When building the top section, try to use plastic rather than metal plates, because of the weight and also because some of the plates may touch the electronics, causing a short-circuit. In doubt, use transparent tape (I have done this at a couple of places)
Depending on your choice of components, these adjustments will have to be performed. Do not take them lightly, they make the difference between a working Segway or a non-working project.
You must find the offset of your accelerometer, on the X axis. Put is flat on a levelled table, and set the accel_offset constant to 0. Read and print the accel_raw variable (un-comment it in the serial_print_stuff() subroutine). The value read is the offset, make the accel_offset equal to it, and check if the accel_angle becomes 0. Note, with the Adafruit accelerometer, my offset was 0, with the 9DOF stick from HobbyKing, I had offsets of -160 and 98, which are huge (almost 60 degrees). You pay for quality!

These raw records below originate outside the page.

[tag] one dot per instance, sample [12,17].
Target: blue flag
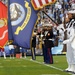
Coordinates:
[21,21]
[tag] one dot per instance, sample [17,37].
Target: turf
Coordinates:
[33,67]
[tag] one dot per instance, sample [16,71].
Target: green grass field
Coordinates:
[33,67]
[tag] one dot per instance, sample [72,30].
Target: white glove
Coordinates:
[65,41]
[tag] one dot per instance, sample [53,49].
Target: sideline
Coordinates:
[46,65]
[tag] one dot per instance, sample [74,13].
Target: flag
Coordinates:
[38,4]
[22,18]
[3,25]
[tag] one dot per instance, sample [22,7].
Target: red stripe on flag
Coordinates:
[34,4]
[46,1]
[40,2]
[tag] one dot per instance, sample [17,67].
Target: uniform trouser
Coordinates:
[48,58]
[70,54]
[33,53]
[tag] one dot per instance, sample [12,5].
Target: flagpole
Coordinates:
[65,34]
[50,17]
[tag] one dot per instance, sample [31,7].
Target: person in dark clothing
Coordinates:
[33,47]
[48,44]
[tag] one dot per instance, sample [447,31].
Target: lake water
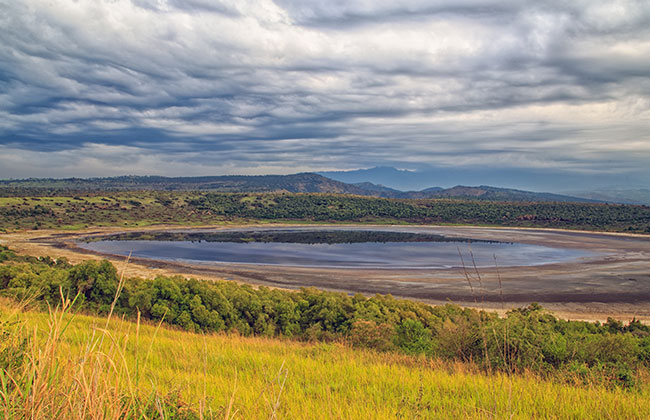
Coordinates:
[332,248]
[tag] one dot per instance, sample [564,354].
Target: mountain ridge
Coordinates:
[294,183]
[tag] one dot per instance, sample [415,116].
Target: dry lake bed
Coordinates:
[578,275]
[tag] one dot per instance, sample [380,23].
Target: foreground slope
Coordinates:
[254,378]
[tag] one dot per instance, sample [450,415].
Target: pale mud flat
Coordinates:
[614,282]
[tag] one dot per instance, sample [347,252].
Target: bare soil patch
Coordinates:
[615,282]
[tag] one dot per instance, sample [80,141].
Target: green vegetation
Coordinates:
[528,339]
[319,236]
[195,208]
[84,367]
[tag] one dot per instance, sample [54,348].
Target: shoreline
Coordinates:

About the same thing as the accelerometer, except the variables are gyro_offset and gyro_raw. The gyro only gives a value when turned, it measure the spead of rotation instead of the position.

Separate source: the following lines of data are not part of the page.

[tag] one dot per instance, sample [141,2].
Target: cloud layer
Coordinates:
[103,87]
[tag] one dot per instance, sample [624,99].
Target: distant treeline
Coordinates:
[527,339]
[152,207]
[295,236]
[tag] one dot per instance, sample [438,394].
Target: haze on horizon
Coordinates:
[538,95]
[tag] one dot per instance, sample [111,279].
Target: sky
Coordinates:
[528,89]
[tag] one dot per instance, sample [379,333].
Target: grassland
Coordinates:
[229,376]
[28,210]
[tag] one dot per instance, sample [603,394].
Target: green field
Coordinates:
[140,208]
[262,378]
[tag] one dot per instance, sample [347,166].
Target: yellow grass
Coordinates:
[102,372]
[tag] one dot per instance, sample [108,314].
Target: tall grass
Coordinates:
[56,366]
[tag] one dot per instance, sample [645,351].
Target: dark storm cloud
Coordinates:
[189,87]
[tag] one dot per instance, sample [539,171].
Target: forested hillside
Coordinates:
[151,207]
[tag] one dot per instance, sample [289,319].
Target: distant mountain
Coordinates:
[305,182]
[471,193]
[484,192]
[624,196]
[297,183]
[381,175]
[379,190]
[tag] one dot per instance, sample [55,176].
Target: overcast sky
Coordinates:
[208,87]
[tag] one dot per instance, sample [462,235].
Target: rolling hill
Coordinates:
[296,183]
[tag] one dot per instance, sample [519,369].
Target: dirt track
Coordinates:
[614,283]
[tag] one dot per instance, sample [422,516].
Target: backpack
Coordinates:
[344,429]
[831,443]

If your gyro is super sensitive, you may want to play with the gyro_weight and accel_weight variables. Their sum must always equal 100. Try values for gyro_weight between 2 and 10.
The code is written to support 2 types of Gyro, as-is it is for the ITG3200. If you want to use the more stable Adafruit Gyro, just un-comment the portions of code. Search for the pattern %%% to help you find them.
The 1st parameter to adjust is m1_start_offset (and m2_start_offset), which is the minimum PWM value to make the motor turn. This parameter is motor dependant When the chassis is tilted slightly, the PMW value should be high enough to make the Segway move, but not too high to make it jerk. Adjust it by putting low values first; you will notice a 'dead-spot' (motors not moving) when you tilt the Segway from a level position back and forth. Then increase the value until the dead-spot dissapears. As you add weight to the Segway (by putting the top part on the chassis), you may have to fine-tune this parameter.
The second parameter is the gain_val. It affects how the motors react when the Segway is tilted. Try different values to achieve stability when stationnary and reasonnable speeds when tilted.
When testing the Segway for the 1st time, set the steer_val to zero, to discard the potentiomer reading. Once stability is achieved, comment the steer_val =0; statement and adjust the values of steer_range and the values in the map command (just after the AnalogRead, in the read_pots() function) to achieve proper steering. This is another 'trial and error' setting.